Magnetostratigraphy, isotopic dating, and sandstone petrography establish age limits on the depositional history of ∼2100 m of foreland basin strata in the Neogene Metán Subgroup of northwest Argentina. The strata were deposited between ca. 15.1 and 9.7 Ma in the eastern Sistema de Santa Bárbara. The region is positioned above the Cretaceous Salta rift basin, in the Transition Zone between modern relatively steep and flat subducting segments of the Nazca plate.

Formations within the subgroup are shown to be diachronous over a 60 km distance; the younger ages are in the east.

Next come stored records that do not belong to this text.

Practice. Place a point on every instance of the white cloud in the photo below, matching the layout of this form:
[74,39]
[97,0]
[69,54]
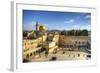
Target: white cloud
[70,21]
[28,27]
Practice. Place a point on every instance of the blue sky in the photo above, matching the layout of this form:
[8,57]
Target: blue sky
[56,20]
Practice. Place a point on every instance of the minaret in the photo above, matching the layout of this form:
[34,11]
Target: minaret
[37,26]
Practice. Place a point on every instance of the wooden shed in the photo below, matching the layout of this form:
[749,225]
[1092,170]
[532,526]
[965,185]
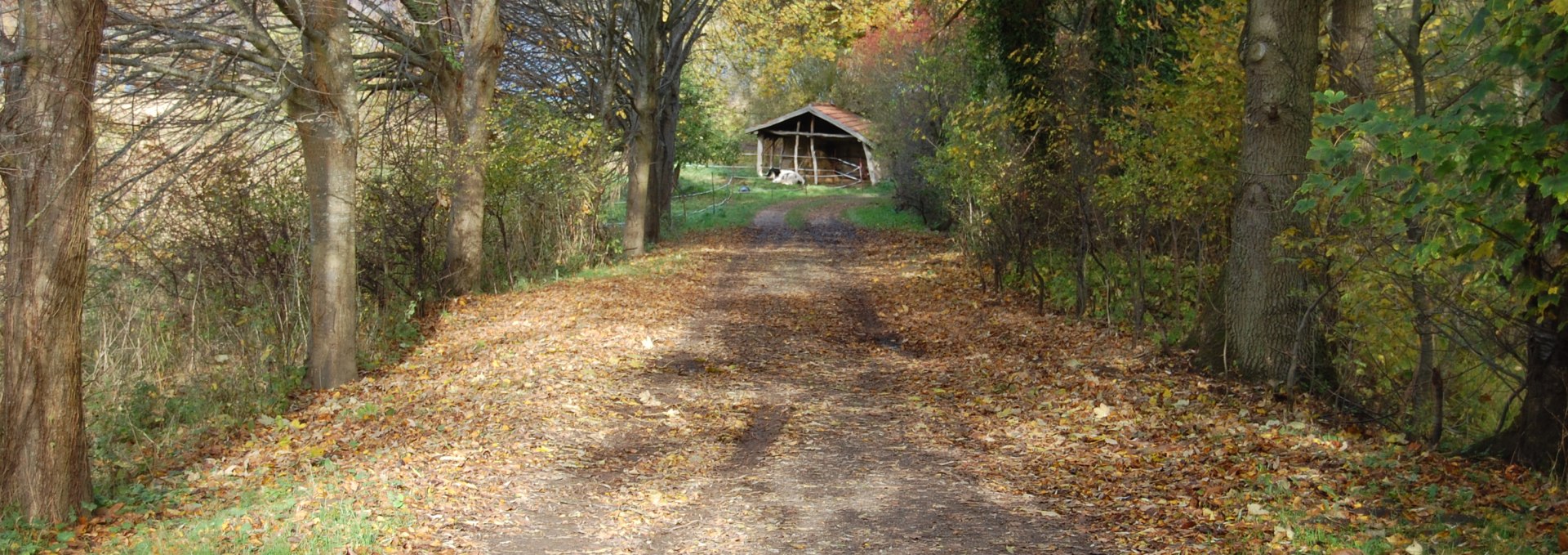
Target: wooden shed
[822,141]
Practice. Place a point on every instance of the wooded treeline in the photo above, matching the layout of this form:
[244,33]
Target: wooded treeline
[1353,199]
[214,203]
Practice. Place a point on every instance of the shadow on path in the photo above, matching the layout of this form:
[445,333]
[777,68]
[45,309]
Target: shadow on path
[822,464]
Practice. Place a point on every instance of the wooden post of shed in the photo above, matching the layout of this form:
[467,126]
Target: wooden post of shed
[816,176]
[795,159]
[867,168]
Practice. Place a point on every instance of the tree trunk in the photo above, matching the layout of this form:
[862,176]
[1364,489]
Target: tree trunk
[666,176]
[1269,328]
[1539,435]
[1426,380]
[640,162]
[325,112]
[470,119]
[46,154]
[1351,37]
[645,71]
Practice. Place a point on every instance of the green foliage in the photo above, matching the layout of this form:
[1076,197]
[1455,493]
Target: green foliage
[883,213]
[703,135]
[548,181]
[1440,199]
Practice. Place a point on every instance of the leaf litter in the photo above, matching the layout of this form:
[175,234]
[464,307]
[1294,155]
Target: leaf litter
[712,401]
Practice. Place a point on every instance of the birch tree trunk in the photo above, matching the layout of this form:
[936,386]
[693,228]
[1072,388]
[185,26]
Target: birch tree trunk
[46,162]
[325,112]
[1271,333]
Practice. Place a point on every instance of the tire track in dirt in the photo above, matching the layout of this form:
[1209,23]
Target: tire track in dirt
[822,464]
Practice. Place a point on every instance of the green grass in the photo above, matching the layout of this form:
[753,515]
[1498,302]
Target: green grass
[265,519]
[1385,517]
[883,213]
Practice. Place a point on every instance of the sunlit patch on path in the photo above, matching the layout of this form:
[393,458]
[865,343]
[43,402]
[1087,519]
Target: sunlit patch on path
[816,459]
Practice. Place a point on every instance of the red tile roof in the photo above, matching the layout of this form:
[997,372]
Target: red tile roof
[844,119]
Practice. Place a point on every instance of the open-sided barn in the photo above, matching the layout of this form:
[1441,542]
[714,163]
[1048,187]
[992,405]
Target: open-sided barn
[822,141]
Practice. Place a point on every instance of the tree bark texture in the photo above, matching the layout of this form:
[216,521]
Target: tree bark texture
[468,96]
[325,112]
[46,154]
[1539,435]
[1269,328]
[645,73]
[666,176]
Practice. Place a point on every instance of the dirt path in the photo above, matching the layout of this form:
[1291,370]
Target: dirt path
[819,463]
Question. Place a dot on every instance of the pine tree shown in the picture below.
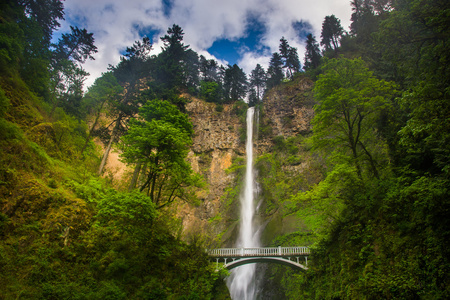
(258, 79)
(332, 32)
(312, 54)
(275, 71)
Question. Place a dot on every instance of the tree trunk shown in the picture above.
(93, 127)
(136, 173)
(105, 156)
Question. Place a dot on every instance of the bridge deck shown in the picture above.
(259, 252)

Changes in paleocurrent flow directions and the lithic clast component of sandstones collected from the Arroyo González section suggest that basal fluvial strata were derived from the craton to the east beginning in middle Miocene time, just prior to 15.1 Ma. By ca. 14.5 Ma, the paleocurrent flowed from a source in the west and sediment accumulation rates increased dramatically. These changes correlate with contemporaneous tectonism in the west. A local increase in basin accommodation may be partly related to a zone of weakness near the eastern boundary of the Salta rift.

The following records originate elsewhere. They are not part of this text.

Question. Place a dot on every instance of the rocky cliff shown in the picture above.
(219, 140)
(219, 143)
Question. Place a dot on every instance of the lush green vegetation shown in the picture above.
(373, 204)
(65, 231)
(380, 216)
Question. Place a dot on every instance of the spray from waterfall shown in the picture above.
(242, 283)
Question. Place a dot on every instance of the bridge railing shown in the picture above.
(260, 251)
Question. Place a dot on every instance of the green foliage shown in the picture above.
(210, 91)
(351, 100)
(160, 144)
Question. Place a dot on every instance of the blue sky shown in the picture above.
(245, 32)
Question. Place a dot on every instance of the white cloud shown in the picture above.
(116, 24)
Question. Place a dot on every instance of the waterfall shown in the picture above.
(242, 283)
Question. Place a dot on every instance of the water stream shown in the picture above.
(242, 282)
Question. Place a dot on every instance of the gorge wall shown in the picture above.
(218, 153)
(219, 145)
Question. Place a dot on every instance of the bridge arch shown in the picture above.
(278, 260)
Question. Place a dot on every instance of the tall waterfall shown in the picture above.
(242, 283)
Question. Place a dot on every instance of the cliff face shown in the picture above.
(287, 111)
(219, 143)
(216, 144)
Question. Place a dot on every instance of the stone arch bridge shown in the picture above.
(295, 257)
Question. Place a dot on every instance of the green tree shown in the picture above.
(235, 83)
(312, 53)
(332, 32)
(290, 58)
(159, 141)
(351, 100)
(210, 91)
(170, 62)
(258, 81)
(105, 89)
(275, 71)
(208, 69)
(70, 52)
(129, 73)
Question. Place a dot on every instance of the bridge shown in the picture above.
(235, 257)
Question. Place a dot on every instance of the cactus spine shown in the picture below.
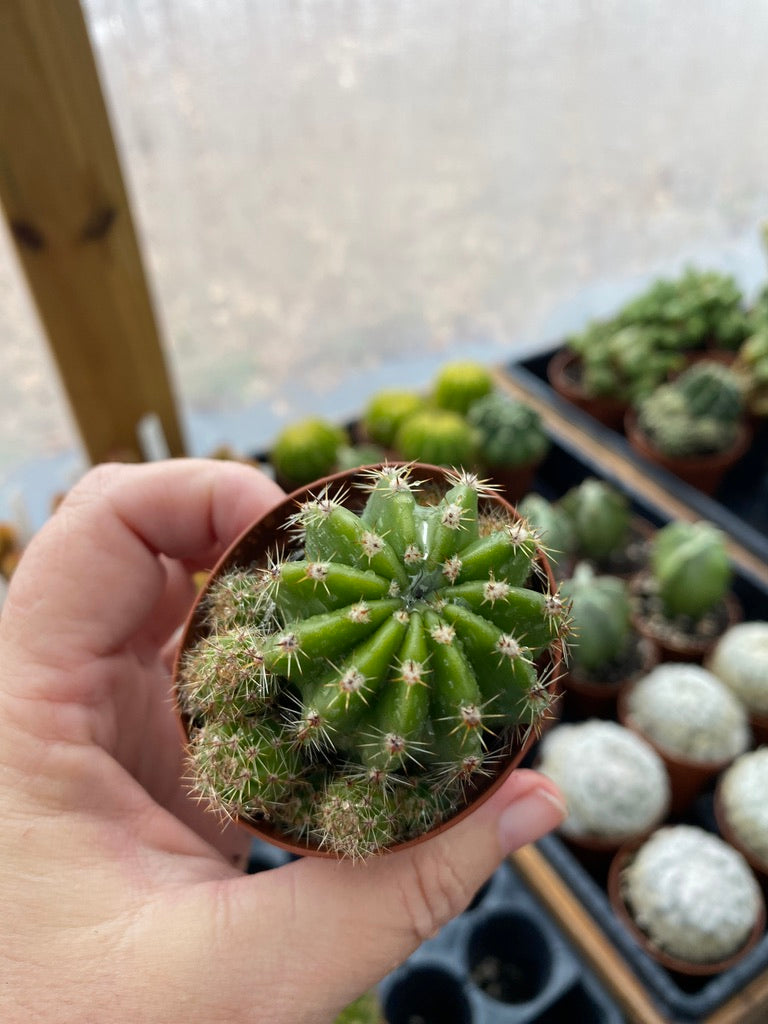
(353, 690)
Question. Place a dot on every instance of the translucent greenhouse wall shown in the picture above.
(334, 196)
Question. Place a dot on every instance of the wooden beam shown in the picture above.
(68, 211)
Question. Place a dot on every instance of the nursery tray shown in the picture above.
(578, 898)
(740, 504)
(593, 971)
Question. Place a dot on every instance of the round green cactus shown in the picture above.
(439, 437)
(552, 524)
(355, 688)
(690, 564)
(600, 515)
(460, 384)
(511, 432)
(385, 413)
(306, 450)
(601, 615)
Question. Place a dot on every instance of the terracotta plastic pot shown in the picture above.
(563, 373)
(679, 647)
(705, 472)
(674, 964)
(267, 532)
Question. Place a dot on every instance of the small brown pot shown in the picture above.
(677, 646)
(587, 698)
(674, 964)
(687, 778)
(705, 472)
(262, 536)
(563, 373)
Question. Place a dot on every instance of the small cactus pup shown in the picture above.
(369, 659)
(689, 898)
(685, 602)
(385, 412)
(439, 437)
(606, 651)
(606, 532)
(513, 440)
(459, 384)
(305, 451)
(554, 527)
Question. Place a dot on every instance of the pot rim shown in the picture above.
(254, 537)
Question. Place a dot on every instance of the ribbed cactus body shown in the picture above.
(376, 671)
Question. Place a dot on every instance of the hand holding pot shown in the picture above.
(122, 898)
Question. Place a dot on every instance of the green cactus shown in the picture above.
(689, 562)
(699, 413)
(354, 689)
(438, 436)
(553, 526)
(460, 384)
(511, 432)
(385, 413)
(600, 515)
(601, 615)
(306, 450)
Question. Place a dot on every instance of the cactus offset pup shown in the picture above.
(361, 682)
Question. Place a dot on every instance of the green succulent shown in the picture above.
(386, 411)
(438, 436)
(511, 432)
(354, 688)
(306, 450)
(689, 562)
(600, 515)
(460, 384)
(601, 616)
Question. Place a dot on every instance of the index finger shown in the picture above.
(90, 578)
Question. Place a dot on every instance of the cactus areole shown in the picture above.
(369, 660)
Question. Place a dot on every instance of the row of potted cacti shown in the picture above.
(682, 369)
(464, 419)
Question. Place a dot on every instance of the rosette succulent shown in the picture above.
(357, 688)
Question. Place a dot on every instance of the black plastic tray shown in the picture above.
(740, 504)
(681, 999)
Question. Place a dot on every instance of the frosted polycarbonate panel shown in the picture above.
(40, 451)
(335, 195)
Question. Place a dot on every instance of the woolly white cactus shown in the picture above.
(740, 659)
(688, 713)
(691, 894)
(742, 793)
(614, 783)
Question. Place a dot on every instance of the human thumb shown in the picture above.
(349, 924)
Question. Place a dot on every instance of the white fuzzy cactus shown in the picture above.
(614, 783)
(692, 895)
(687, 712)
(740, 659)
(743, 800)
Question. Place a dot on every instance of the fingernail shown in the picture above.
(528, 818)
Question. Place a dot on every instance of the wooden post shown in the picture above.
(66, 203)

Uplift in the western Cordillera Oriental apparently began by 13.7 Ma and thrusting rapidly migrated eastward. The eastern Cordillera Oriental ranges began to rise between 25° and 26°S ca. 10 Ma. As thrusting migrated eastward, low-energy depositional environments were overwhelmed ca. 13.7 Ma. Above an erosional unconformity that removed strata to an age of ca. 9.7 Ma, basal strata from the overlying Jujuy Subgroup were deposited beginning after 9 Ma.

Sandstones from Río Yacones suggest that the Cordillera Oriental uplift continued for several million years longer between 24° and 25°S. Uplift of the Sistema de Santa Bárbara, in the distal portion of the foreland, did not begin until after ca. 9 Ma.